Question

Pure phosgene gas (COCl2,), 3.30 x 10-2 mol, was placed in a 1.50-L container. It was heated to 800K, and at equilibrium the pressure of CO was found to be 0.497 atm. Calculate the equilibrium constant, Kp, for the reaction: CO(g) Cl2(g) COCl2(g)

Answer 1

Answer : The value of equilibrium constant
`K_p` for the reaction is, 3.82

Explanation :

First we have to calculate the pressure of phosgene gas.

Using ideal gas equation:

`PV=nRT`

where,

P = Pressure of phosgene gas = ?

V = Volume of phosgene gas = 1.50 L

n = number of moles phosgene =
`3.30* 10^(-2)mol`

R = Gas constant =
`0.0821L.atm/mol.K`

T = Temperature of phosgene gas = 800 K

Putting values in above equation, we get:

`P* 1.50L=3.30* 10^(-2)mol* (0.0821L.atm/mol.K)* 800K`

`P=1.44atm`

Now we have to calculate the value of equilibrium constant.

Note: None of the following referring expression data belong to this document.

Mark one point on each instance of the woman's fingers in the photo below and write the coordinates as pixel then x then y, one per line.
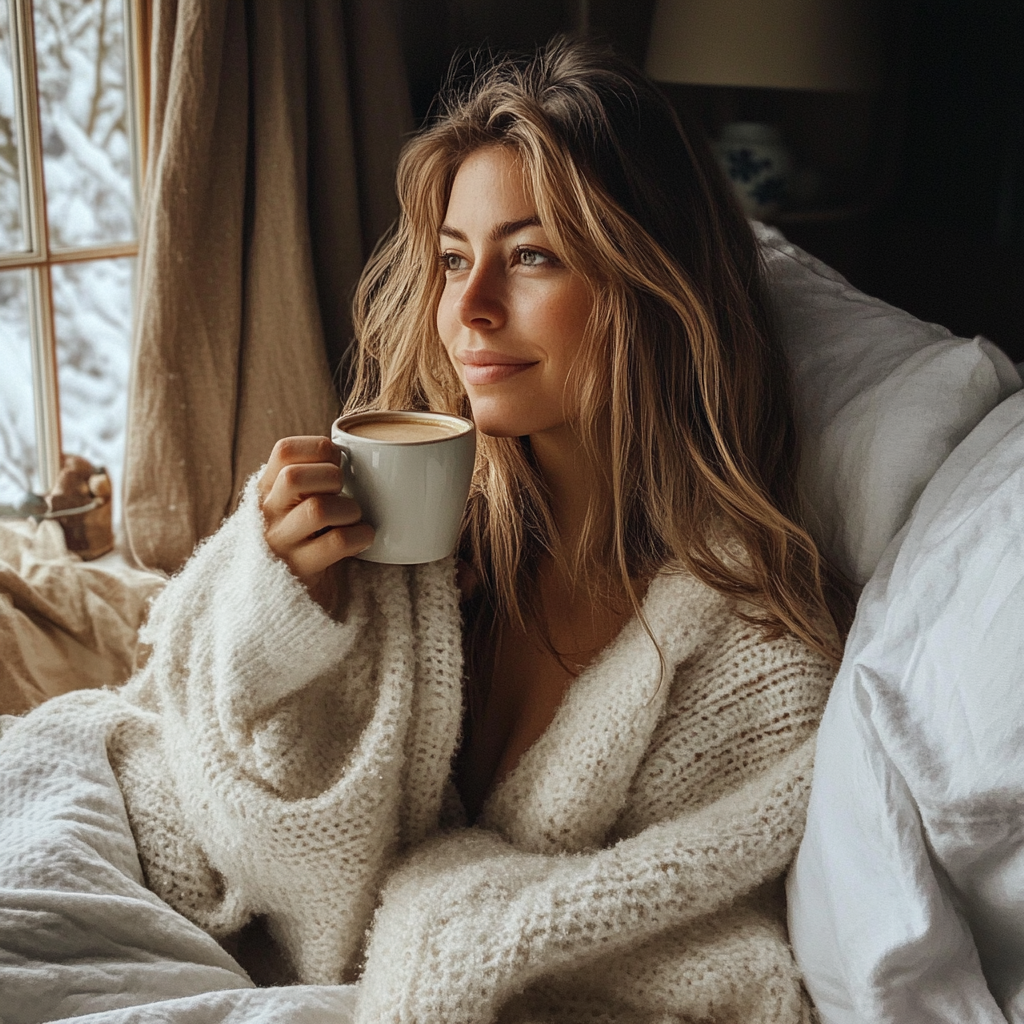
pixel 296 451
pixel 313 515
pixel 297 481
pixel 309 523
pixel 317 553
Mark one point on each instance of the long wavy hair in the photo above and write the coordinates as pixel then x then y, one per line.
pixel 681 390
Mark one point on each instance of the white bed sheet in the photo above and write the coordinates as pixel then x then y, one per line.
pixel 80 936
pixel 906 900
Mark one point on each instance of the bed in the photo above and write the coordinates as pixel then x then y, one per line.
pixel 884 400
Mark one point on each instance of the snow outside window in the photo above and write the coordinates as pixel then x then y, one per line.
pixel 69 182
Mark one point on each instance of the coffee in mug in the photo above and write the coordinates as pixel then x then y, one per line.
pixel 410 472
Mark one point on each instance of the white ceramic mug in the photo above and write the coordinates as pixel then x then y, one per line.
pixel 410 473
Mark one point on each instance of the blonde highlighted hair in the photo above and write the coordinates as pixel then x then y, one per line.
pixel 682 392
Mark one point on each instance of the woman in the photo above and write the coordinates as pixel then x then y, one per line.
pixel 647 645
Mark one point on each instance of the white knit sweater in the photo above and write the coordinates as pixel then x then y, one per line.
pixel 276 762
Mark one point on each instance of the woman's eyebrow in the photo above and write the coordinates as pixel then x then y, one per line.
pixel 502 230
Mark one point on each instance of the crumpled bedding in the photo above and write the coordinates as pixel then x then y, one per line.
pixel 906 900
pixel 79 931
pixel 65 624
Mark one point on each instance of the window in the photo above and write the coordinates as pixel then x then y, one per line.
pixel 71 158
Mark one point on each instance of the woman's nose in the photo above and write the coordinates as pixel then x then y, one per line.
pixel 481 304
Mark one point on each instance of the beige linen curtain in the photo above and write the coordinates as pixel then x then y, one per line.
pixel 273 132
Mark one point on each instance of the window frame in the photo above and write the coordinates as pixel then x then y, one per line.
pixel 39 257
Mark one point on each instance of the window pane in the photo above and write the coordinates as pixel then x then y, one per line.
pixel 92 316
pixel 83 110
pixel 11 225
pixel 17 428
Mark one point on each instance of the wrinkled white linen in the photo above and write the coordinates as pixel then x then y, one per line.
pixel 906 900
pixel 79 932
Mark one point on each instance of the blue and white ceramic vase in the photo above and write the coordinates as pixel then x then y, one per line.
pixel 758 164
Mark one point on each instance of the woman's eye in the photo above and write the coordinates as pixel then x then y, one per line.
pixel 531 257
pixel 453 261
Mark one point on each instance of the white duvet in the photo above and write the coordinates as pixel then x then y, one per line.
pixel 79 932
pixel 906 901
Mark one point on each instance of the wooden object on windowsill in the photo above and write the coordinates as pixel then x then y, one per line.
pixel 85 492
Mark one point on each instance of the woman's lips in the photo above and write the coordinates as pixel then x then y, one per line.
pixel 481 367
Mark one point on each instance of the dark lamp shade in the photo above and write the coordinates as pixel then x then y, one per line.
pixel 826 45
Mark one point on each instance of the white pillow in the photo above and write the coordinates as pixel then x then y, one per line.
pixel 882 398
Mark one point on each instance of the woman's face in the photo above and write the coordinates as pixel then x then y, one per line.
pixel 512 314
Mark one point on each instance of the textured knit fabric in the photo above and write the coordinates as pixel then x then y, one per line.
pixel 278 762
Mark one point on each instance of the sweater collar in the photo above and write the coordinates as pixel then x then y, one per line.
pixel 570 785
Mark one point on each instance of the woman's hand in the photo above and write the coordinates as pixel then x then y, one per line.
pixel 309 524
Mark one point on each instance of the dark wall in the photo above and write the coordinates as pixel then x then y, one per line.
pixel 942 231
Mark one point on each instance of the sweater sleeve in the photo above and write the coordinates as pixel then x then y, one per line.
pixel 469 922
pixel 285 735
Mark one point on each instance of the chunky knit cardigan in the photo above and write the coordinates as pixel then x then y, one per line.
pixel 278 762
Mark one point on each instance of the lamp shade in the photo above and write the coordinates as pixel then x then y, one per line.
pixel 781 44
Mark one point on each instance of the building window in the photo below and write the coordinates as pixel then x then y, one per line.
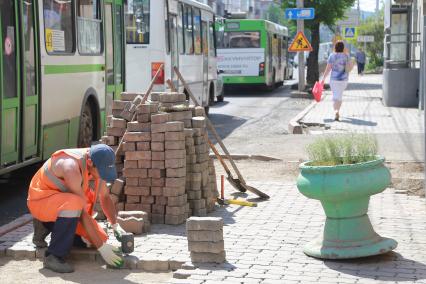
pixel 58 26
pixel 89 26
pixel 137 21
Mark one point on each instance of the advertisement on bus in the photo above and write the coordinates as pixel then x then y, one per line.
pixel 240 61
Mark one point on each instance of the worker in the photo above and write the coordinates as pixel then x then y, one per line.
pixel 61 198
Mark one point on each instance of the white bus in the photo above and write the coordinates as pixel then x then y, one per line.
pixel 174 33
pixel 60 67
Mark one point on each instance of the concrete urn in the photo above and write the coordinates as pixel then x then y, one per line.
pixel 344 192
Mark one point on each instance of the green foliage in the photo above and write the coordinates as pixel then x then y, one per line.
pixel 327 12
pixel 373 26
pixel 342 150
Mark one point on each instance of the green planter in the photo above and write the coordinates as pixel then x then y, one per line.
pixel 344 192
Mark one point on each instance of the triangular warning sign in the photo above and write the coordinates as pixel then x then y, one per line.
pixel 300 43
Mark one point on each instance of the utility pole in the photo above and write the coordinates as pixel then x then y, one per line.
pixel 300 28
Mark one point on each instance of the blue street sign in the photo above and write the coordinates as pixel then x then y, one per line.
pixel 300 13
pixel 349 32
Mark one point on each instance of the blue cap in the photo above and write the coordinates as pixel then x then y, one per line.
pixel 103 157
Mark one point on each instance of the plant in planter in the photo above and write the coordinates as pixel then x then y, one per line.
pixel 343 172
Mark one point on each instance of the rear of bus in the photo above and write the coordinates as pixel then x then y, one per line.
pixel 241 55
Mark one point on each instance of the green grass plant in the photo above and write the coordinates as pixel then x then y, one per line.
pixel 342 150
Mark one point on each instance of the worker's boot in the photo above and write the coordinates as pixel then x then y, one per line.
pixel 40 234
pixel 57 264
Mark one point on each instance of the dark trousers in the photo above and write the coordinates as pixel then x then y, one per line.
pixel 360 67
pixel 63 236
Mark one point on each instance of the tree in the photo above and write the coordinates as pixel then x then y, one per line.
pixel 373 26
pixel 327 12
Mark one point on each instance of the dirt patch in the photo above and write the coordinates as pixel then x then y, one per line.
pixel 23 271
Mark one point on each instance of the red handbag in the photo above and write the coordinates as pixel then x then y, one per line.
pixel 317 90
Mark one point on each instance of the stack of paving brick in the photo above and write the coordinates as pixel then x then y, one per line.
pixel 205 239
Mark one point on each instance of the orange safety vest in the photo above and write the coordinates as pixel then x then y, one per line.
pixel 44 184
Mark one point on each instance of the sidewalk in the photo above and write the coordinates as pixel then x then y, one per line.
pixel 264 244
pixel 400 131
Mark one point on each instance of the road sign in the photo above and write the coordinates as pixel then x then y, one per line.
pixel 300 13
pixel 349 32
pixel 365 38
pixel 300 43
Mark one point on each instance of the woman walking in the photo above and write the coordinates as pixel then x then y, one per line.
pixel 340 64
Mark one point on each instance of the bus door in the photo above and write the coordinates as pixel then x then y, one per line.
pixel 114 51
pixel 174 51
pixel 18 82
pixel 29 79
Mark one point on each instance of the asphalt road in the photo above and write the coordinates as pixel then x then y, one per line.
pixel 254 121
pixel 251 121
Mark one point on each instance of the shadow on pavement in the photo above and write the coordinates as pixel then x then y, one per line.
pixel 364 86
pixel 354 121
pixel 251 91
pixel 381 267
pixel 225 124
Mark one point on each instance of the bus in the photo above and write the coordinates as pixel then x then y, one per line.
pixel 174 33
pixel 60 68
pixel 253 52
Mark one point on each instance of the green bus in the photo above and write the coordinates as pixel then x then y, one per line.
pixel 252 52
pixel 61 66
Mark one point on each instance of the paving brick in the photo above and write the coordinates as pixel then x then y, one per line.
pixel 177 200
pixel 144 164
pixel 138 155
pixel 157 164
pixel 139 173
pixel 204 257
pixel 204 224
pixel 175 154
pixel 137 136
pixel 175 182
pixel 157 137
pixel 137 190
pixel 156 173
pixel 131 224
pixel 131 164
pixel 175 145
pixel 173 191
pixel 135 126
pixel 205 236
pixel 179 172
pixel 143 146
pixel 159 128
pixel 175 163
pixel 117 187
pixel 114 131
pixel 160 118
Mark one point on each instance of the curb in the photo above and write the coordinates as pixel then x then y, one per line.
pixel 19 222
pixel 294 127
pixel 248 157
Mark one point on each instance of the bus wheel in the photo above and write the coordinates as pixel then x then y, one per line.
pixel 86 128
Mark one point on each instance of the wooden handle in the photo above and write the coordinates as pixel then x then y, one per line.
pixel 144 99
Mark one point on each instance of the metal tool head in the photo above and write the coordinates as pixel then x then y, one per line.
pixel 127 243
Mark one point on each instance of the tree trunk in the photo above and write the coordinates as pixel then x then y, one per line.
pixel 313 69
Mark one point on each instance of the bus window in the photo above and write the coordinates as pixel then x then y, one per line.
pixel 58 25
pixel 137 21
pixel 167 28
pixel 212 45
pixel 197 30
pixel 181 42
pixel 89 25
pixel 189 39
pixel 242 39
pixel 204 34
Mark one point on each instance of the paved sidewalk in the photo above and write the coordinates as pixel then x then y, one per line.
pixel 264 244
pixel 363 110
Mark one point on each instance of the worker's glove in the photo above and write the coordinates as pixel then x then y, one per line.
pixel 118 231
pixel 110 254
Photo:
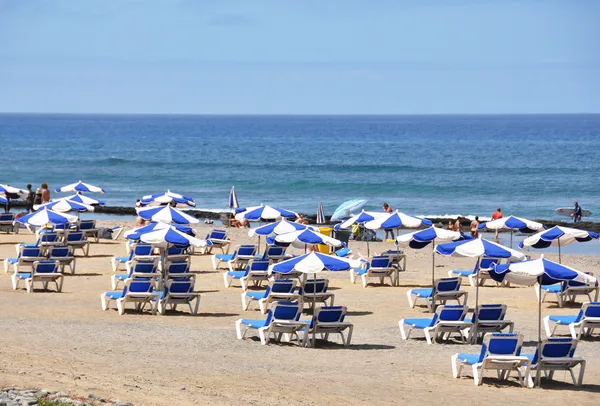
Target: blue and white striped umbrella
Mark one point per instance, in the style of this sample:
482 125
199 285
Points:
513 223
83 199
170 235
44 217
166 214
320 214
170 198
265 212
80 187
529 272
314 262
138 231
63 206
479 247
233 203
302 238
13 192
558 236
397 220
347 209
279 227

The balanced equilibrium reaction is:

`CO(g)+Cl_2(g)\rightleftharpoons COCl_2(g)`

Initial pressure 0 0 1.44

At eqm. P P (1.44-P)

The expression of equilibrium constant
`K_p` for the reaction will be:

`K_p=((p_(COCl_2)))/((p_(CO))* (p_(Cl_2)))`

As we are given that:

`p_(CO)=0.497atm`

That means, P = 0.497 atm

`K_p=((1.44-P))/((P)* (P))`

Now put all the values in this expression, we get :

`K_p=((1.44-0.497))/((0.497)* (0.497))`

`K_p=3.82`

Thus, the value of equilibrium constant
`K_p` for the reaction is, 3.82